A bigger issue he points to is that the U.K., post-Brexit, will need to request a data protection “adequacy agreement” from the European Commission if it wishes for its businesses to be able to freely exchange data with EU businesses as they can now.
“When the U.K. requests that the European Commission consider the U.K. as a safe and adequate third country where personal data from the EU can freely flow, one of the questions to be considered is: Do you have a regulator that can protect this personal data? The answer today is ‘no’,” said Ryan. “No, the UK does not have a regulator that is able to protect personal data of European citizens.”
“The ICO’s inaction will have a post-Brexit implication. It will affect so many sectors of the U.K. economy,” he warned.
Ryan’s employer, Brave — which makes a pro-privacy web browser — recently lodged a complaint with the European Commission against EU Member States, producing a report and accusing governments of under-resourcing their data protection agencies. It has asked the Commission to launch an infringement procedure.

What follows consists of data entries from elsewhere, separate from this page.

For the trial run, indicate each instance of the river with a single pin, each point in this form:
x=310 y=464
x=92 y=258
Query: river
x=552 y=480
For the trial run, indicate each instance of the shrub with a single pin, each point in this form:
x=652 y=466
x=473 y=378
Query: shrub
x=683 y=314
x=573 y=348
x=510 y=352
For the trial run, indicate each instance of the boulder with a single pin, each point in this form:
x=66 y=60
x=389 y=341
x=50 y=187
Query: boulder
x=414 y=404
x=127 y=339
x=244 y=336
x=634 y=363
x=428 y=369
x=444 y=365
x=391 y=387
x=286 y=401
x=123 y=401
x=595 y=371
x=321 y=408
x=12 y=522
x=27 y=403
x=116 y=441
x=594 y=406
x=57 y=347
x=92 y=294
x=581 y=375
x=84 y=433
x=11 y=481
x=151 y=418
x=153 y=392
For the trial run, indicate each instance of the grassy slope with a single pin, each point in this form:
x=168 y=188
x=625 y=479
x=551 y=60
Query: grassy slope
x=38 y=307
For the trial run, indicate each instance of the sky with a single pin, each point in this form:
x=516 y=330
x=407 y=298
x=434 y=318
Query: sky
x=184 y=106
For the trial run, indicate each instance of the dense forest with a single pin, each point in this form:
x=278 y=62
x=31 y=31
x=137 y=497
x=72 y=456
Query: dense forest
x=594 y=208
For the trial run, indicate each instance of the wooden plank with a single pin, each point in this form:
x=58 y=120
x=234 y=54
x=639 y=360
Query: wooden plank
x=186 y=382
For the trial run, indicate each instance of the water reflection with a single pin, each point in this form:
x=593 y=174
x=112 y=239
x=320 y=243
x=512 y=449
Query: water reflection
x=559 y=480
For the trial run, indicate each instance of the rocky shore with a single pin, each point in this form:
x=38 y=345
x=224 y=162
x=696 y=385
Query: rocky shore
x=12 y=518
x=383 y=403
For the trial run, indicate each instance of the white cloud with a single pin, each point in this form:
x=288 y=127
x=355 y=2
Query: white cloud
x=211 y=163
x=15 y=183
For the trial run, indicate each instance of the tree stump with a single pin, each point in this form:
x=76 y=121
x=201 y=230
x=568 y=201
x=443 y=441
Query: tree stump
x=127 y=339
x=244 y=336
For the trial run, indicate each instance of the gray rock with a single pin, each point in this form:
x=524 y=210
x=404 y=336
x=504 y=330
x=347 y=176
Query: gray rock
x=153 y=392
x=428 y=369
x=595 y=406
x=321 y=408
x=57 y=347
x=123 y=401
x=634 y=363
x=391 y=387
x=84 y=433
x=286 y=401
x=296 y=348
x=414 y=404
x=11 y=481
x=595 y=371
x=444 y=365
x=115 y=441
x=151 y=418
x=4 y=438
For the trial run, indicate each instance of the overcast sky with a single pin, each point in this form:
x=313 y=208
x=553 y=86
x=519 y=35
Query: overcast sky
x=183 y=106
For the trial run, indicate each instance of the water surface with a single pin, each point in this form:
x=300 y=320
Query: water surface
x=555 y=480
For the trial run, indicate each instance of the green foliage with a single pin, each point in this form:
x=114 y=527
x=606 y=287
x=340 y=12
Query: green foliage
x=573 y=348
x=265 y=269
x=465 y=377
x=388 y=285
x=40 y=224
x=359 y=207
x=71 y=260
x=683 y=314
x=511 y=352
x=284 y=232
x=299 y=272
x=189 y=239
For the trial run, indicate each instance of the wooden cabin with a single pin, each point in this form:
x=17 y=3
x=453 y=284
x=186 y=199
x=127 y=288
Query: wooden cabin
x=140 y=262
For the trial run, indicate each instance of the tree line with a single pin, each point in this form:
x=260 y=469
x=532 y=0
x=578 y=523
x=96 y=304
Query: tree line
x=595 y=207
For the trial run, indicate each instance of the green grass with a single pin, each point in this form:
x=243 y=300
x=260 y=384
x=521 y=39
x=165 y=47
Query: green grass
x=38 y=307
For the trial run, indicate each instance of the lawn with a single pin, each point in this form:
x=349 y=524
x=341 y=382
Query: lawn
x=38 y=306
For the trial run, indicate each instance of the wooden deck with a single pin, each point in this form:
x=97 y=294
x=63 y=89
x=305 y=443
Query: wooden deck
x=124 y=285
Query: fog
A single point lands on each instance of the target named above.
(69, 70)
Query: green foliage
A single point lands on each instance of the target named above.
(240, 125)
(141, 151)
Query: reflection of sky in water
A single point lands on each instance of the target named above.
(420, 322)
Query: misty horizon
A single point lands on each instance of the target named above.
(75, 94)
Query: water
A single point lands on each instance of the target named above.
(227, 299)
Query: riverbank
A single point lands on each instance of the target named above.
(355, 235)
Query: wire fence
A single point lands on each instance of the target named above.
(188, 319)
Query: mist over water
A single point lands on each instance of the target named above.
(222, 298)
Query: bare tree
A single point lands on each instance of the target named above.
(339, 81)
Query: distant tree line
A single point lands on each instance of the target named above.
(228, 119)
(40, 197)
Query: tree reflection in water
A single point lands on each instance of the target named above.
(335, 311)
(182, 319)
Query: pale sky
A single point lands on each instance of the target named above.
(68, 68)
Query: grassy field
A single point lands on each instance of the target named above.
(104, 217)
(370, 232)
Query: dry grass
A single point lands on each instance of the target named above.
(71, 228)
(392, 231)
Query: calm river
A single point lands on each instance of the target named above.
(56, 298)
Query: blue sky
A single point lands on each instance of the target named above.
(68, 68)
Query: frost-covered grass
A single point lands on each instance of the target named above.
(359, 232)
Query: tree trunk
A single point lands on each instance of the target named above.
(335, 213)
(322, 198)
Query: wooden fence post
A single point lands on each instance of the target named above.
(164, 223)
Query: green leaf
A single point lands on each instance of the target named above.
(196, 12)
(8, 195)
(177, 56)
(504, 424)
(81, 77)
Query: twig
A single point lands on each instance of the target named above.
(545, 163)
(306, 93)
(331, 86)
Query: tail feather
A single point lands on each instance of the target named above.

“How is only 3% of the ICO’s staff specialised on digital issues?” Ryan added. “Clearly more than 3% of infringement is digital and more than 3% of life is. The ICO labours under the misapprehension that we are still at the beginning of this digital transition. It is the wrong regulator for this decade, and it is staffed for the last century. There appears to be a huge management problem at the ICO. It seems they are unwilling or unable to regulate digital issues. They need to get fit for purpose.
“They are still living in a print-based world. And we are confronting them urgently with problems that are not print based — but that affect every aspect of our lives. Including, apparently, the last election. And presumably the next one too… So this is shocking on many, many levels.”
As a consequence of Brexit, U.K. citizens should expect the ICO to be their sole data protection rights enforcer, rather than — as can be the case now — other EU regulators being involved in defending their rights, such as in the case of major tech platforms which often locate themselves under a legal jurisdiction elsewhere in the EU.
Google, for example, has said it will relocate U.K. users to a U.S. jurisdiction in response to Brexit.